Significant funding for the Haiti program – and many others across the globe – comes from one of the Catholic Church’s most popular Lenten giving programs, CRS Rice Bowl. Run and organized by Catholic Relief Services, the program calls on Catholics to pray, fast and participate in almsgiving in recognition and support of needy causes in their local communities and across the globe. The program was started in 1975 in Pennsylvania when parishioners made cardboard boxes to support victims of famine in Africa with a simple Lenten sacrifice – substitute a low-cost meatless meal for more expensive dining once a week during Lent and put the money saved in a cardboard rice bowl. The program was adopted two years later as the official program of Catholic Relief Services.

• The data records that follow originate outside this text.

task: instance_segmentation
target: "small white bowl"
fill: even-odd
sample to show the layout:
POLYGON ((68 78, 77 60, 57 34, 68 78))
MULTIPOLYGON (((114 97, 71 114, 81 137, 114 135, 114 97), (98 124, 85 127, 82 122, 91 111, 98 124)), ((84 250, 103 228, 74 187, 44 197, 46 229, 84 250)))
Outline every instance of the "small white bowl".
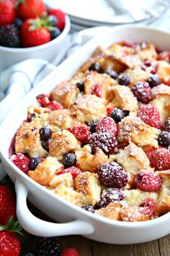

Today, more than 14,000 Catholic parishes and schools across the U.S. participate. 

In Haiti, Catholic Relief Services helped provide clean water in the wake of the cholera outbreak and continues to strengthen the country’s historically-weak school system, said Bissainthe, who discussed Catholic Relief Services programs during a recent visit to the Diocese of Orange Pastoral Center at the Christ Cathedral Campus. 

The organization partnered with the University of Notre Dame to implement education programs that include teacher training and principal support. Much of the program focuses on creating early literacy programs for 1st and 2nd graders.  

For Bissainthe, being a part of the program means going back to her native country and working with teachers living in poverty and educating students far removed from the modern classrooms found in developed nations. The teachers do more than educate – they help students aspire to complete their education, get good jobs and support their families.  

“Our lives are not so different,” Bissainthe said. “The Haitian dream is no different than the American dream.”